Я спокойно смотрела на него. Подумать только, а я-то скушала историю про настоящего герильеро, влюбленного в шлюху! В полушлюху-полубогиню. Поверила в эту сказку – парень подавляет свои чувства и отходит в сторону во имя идеи! Возвышает трах до политической позиции. Ах, бедняжка, как он, должно быть, страдал!
С тех пор как я начала возиться с делом этой девицы и слышала о ней каждый день, я начала просекать ситуацию, и образ нашего друга Тони в итоге сильно померк. Теперь он представлялся мне кем-то вроде сутенера, который нашел себе оправдание. Он и злым-то не был, просто гаденыш, мелкий нагловатый жулик. Вот как я себе это представляю: в них обоих, в нем и в Дженнифер Бреннен, хватало и хорошего и дурного. В тот вечер я рассматривала дурную сторону.
– Так вот, возвращаясь к Рите… У меня создалось впечатление, что вы над ней изрядно издевались, а также здорово ею попользовались. Но если бы ты, Тони, узнал ее по-настоящему… Знаешь, я довольно трудно схожусь с людьми, мне нелегко заводить друзей. Но Рита – замечательный человек! Она такая великодушная, такая привлекательная, поверь мне.
Ему еще было немного больно, я это видела. Однако если бы можно было убить взглядом, меня бы уже не было на свете и я бы вам всего этого не рассказывала.
– Так ты мне ничего не хочешь сказать?
– Убирайтесь! Катитесь отсюда!
– Знаешь, я склоняюсь к мысли, что Дженнифер убили с целью наживы. Я не верю, что здесь замешан Пол Бреннен.
– Черт возьми! Уж не думаете ли вы, что это я ее убил?
– Не кричи, пожалуйста. Я устала. Нет, я не думаю, что это ты. Но все же ты, наверно, сам чувствуешь, что влез в дерьмо.
– Ах вот как!
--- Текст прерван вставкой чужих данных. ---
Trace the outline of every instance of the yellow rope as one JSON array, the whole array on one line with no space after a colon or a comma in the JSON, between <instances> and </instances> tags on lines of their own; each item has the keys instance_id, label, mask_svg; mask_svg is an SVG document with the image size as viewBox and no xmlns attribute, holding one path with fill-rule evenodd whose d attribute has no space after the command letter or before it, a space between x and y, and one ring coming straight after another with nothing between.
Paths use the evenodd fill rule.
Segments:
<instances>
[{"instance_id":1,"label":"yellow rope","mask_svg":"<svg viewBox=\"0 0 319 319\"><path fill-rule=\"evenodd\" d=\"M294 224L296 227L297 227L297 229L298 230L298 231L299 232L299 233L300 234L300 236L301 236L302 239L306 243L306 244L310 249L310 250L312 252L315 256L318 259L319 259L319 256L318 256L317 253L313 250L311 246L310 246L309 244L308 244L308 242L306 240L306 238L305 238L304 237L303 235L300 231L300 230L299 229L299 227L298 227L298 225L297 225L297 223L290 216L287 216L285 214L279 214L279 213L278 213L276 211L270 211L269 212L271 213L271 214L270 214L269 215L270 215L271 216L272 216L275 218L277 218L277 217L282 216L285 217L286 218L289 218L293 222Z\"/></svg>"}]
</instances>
И почему же это я влез в дерьмо?
– Почему? Послушай, приятель, а разве человеку есть чем гордиться, если он оставил свою невесту в лапах невесть кого? Разве человек, найдя ее задушенной, уже окоченевшей на ковре, не должен чувствовать себя хотя бы отчасти виновным в ее смерти, потому что он оставил ее одну, а сам пошел прошвырнуться? Я думаю, что да, Тони, должен. Если только ты не хуже, чем я думала.